我需要一个基本函数来求点到线段的最短距离。你可以随意用任何你想要的语言来编写解决方案;我可以把它翻译成什么我正在使用(Javascript)。
编辑:线段由两个端点定义。线段AB由两点A (x1,y1)和B (x2,y2)定义。我要求的是这条线段到点C (x3,y3)的距离。我的几何技能生疏了,所以我看到的例子让我很困惑,我很遗憾地承认。
我需要一个基本函数来求点到线段的最短距离。你可以随意用任何你想要的语言来编写解决方案;我可以把它翻译成什么我正在使用(Javascript)。
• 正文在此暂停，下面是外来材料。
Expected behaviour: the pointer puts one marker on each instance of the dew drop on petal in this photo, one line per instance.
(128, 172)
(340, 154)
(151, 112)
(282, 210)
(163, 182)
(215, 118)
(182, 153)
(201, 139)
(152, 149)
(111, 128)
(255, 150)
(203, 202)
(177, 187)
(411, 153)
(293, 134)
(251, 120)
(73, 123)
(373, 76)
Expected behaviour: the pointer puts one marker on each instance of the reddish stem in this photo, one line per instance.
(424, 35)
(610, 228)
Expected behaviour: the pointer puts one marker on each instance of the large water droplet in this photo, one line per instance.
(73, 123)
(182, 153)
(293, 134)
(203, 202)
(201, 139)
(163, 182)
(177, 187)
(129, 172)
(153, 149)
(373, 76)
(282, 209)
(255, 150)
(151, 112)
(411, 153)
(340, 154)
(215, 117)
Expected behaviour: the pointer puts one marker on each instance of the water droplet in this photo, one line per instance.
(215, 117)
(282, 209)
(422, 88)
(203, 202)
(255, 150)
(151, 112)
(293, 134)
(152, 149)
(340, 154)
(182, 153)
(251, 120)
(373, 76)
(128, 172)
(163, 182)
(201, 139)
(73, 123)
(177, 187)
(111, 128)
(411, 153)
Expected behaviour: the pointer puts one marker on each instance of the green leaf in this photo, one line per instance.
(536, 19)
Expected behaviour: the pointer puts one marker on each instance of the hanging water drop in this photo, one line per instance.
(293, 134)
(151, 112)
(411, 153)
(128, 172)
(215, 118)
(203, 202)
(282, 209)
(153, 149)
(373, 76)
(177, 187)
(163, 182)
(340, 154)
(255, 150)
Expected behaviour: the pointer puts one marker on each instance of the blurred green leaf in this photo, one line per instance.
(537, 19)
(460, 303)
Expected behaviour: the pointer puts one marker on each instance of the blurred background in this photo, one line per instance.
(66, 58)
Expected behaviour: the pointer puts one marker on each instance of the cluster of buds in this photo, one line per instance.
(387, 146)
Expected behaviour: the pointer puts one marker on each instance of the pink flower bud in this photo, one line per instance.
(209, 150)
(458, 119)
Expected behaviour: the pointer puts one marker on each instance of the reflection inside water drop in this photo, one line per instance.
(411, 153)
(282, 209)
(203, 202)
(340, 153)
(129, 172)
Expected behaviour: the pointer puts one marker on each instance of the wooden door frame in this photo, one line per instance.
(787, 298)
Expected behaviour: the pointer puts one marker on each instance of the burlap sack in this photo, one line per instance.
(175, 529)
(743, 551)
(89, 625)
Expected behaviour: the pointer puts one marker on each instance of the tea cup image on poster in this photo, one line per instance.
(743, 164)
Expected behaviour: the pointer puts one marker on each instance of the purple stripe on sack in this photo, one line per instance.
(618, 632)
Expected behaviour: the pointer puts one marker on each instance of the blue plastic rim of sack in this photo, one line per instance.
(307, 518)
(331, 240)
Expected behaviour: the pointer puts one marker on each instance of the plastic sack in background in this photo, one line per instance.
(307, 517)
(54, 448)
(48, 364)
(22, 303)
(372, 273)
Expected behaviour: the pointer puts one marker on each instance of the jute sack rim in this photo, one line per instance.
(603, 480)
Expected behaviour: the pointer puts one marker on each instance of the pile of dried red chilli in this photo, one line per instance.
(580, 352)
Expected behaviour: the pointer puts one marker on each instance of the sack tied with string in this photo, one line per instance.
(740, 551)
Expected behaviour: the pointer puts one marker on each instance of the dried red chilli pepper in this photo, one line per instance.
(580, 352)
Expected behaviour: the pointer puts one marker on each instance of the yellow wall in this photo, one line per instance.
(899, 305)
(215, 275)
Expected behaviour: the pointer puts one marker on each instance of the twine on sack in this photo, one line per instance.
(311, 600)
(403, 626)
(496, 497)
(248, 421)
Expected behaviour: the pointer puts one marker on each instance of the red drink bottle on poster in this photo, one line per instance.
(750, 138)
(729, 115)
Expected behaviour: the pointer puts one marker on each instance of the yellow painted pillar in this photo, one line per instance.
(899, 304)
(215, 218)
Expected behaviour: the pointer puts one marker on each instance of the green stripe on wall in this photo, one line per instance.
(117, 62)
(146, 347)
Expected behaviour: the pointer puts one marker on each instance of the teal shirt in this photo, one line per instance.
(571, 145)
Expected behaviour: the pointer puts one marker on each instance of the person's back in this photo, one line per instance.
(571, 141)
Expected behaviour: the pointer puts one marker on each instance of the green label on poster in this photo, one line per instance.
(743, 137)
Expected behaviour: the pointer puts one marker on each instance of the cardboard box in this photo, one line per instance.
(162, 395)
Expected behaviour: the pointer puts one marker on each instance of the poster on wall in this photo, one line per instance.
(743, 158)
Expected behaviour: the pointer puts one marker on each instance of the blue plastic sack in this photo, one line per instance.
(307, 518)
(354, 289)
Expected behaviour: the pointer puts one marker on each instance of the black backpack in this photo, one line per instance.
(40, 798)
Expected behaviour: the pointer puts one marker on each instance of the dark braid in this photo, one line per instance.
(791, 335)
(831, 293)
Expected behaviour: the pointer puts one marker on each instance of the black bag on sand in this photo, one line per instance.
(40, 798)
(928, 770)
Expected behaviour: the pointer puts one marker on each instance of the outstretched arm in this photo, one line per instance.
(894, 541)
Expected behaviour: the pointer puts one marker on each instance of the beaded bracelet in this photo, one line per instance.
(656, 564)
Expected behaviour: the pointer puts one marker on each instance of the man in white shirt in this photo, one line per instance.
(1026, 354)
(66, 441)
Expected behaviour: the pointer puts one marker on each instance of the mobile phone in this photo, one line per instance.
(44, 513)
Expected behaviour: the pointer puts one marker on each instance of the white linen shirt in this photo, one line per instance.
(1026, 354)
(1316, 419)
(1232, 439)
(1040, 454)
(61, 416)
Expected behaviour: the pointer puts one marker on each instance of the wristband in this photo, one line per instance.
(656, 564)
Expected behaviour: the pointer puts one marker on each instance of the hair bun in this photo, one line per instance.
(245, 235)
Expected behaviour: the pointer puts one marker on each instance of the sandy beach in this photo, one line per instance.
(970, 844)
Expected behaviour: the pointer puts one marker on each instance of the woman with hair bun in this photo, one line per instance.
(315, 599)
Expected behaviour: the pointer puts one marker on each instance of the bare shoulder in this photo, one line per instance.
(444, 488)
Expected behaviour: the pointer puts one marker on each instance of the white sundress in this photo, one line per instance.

编辑:线段由两个端点定义。线段AB由两点A (x1,y1)和B (x2,y2)定义。我要求的是这条线段到点C (x3,y3)的距离。我的几何技能生疏了,所以我看到的例子让我很困惑,我很遗憾地承认。
当前回答
省道和颤振的解决方法:
import 'dart:math' as math;
class Utils {
static double shortestDistance(Point p1, Point p2, Point p3){
double px = p2.x - p1.x;
double py = p2.y - p1.y;
double temp = (px*px) + (py*py);
double u = ((p3.x - p1.x)*px + (p3.y - p1.y)* py) /temp;
if(u>1){
u=1;
}
else if(u<0){
u=0;
}
double x = p1.x + u*px;
double y = p1.y + u*py;
double dx = x - p3.x;
double dy = y - p3.y;
double dist = math.sqrt(dx*dx+dy*dy);
return dist;
}
}
class Point {
double x;
double y;
Point(this.x, this.y);
}
其他回答
和这个答案一样,只是用的是Visual Basic。使其可作为Microsoft Excel和VBA/宏中的用户定义函数使用。
函数返回点(x,y)到由(x1,y1)和(x2,y2)定义的线段的最近距离。
Function DistanceToSegment(x As Double, y As Double, x1 As Double, y1 As Double, x2 As Double, y2 As Double)
Dim A As Double
A = x - x1
Dim B As Double
B = y - y1
Dim C As Double
C = x2 - x1
Dim D As Double
D = y2 - y1
Dim dot As Double
dot = A * C + B * D
Dim len_sq As Double
len_sq = C * C + D * D
Dim param As Double
param = -1
If (len_sq <> 0) Then
param = dot / len_sq
End If
Dim xx As Double
Dim yy As Double
If (param < 0) Then
xx = x1
yy = y1
ElseIf (param > 1) Then
xx = x2
yy = y2
Else
xx = x1 + param * C
yy = y1 + param * D
End If
Dim dx As Double
dx = x - xx
Dim dy As Double
dy = y - yy
DistanceToSegment = Math.Sqr(dx * dx + dy * dy)
End Function
只是遇到了这个,我想我应该添加一个Lua实现。它假设点以表{x=xVal, y=yVal}给出,直线或线段由包含两个点的表给出(见下面的例子):
function distance( P1, P2 )
return math.sqrt((P1.x-P2.x)^2 + (P1.y-P2.y)^2)
end
-- Returns false if the point lies beyond the reaches of the segment
function distPointToSegment( line, P )
if line[1].x == line[2].x and line[1].y == line[2].y then
print("Error: Not a line!")
return false
end
local d = distance( line[1], line[2] )
local t = ((P.x - line[1].x)*(line[2].x - line[1].x) + (P.y - line[1].y)*(line[2].y - line[1].y))/(d^2)
local projection = {}
projection.x = line[1].x + t*(line[2].x-line[1].x)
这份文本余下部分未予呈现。